By Ina Fried
November 3, 2009
Microsoft has announced it is cutting by a third, the subscription prices for the hosted versions of Exchange, Sharepoint, and Office Communications Server.
The software maker plans to cut the monthly per-user cost of licensing all three products from US$15 to US$10, while the cost of licensing individual products is also dropping by as much as 50 percent. The move comes as Microsoft faces continued pressure from rivals, including Google.
Last week, the city of Los Angeles voted to go ahead with a deal to shift many employees to Google Apps from Microsoft Office.
In an interview, Microsoft Vice President Chris Capossela said the move has less to do with competitive pressure than that "it's the price that customers are really excited to buy our suite at."

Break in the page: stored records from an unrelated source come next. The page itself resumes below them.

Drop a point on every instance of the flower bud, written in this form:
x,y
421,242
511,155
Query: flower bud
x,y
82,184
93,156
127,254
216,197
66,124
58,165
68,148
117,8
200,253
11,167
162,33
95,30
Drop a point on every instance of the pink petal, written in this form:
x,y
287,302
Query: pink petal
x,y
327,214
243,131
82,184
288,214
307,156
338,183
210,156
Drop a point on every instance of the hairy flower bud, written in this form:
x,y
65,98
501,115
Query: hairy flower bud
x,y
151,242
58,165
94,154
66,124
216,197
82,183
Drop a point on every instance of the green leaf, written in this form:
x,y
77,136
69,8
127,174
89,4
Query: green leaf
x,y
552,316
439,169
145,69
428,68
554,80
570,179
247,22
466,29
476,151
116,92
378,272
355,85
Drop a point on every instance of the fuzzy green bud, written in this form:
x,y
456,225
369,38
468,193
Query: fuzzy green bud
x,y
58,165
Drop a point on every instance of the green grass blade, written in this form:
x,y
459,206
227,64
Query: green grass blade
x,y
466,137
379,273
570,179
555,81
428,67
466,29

"We're pretty excited about the price and not so much focused on free services or the price Google or others might charge," Capossela said.
In addition to the price drop, Microsoft is also touting several new customers and announced its plan to bring the year-old Microsoft Online services to more than a dozen new countries.
The company is announcing its commercial launch in Singapore, as well as trials in Brazil, Chile, Colombia, Czech Republic, Greece, Hong Kong, Hungary, Israel, Malaysia, Mexico, Puerto Rico, Poland, Romania, and Taiwan. Microsoft also expects to have commercial availability in India later this year.
Among the new customers are McDonalds, Aon, Lions Gate Entertainment, and Rexel Group. They join existing customers, such as Blockbuster, Coca-Cola and Autodesk as those paying Microsoft to run hosted versions of its products. Microsoft formally launched Microsoft Online at a San Francisco event a year ago.
Next week, Microsoft will also formally launch Exchange 2010 at its TechEd Berlin developer event. Microsoft said last month that it had finalized the product. Traditionally, Microsoft has developed products first as a server and only later, if at all, customized them to run in hosted form.
Exchange 2010, though, was designed first as an online service and then crafted into a product that businesses can run on their own servers.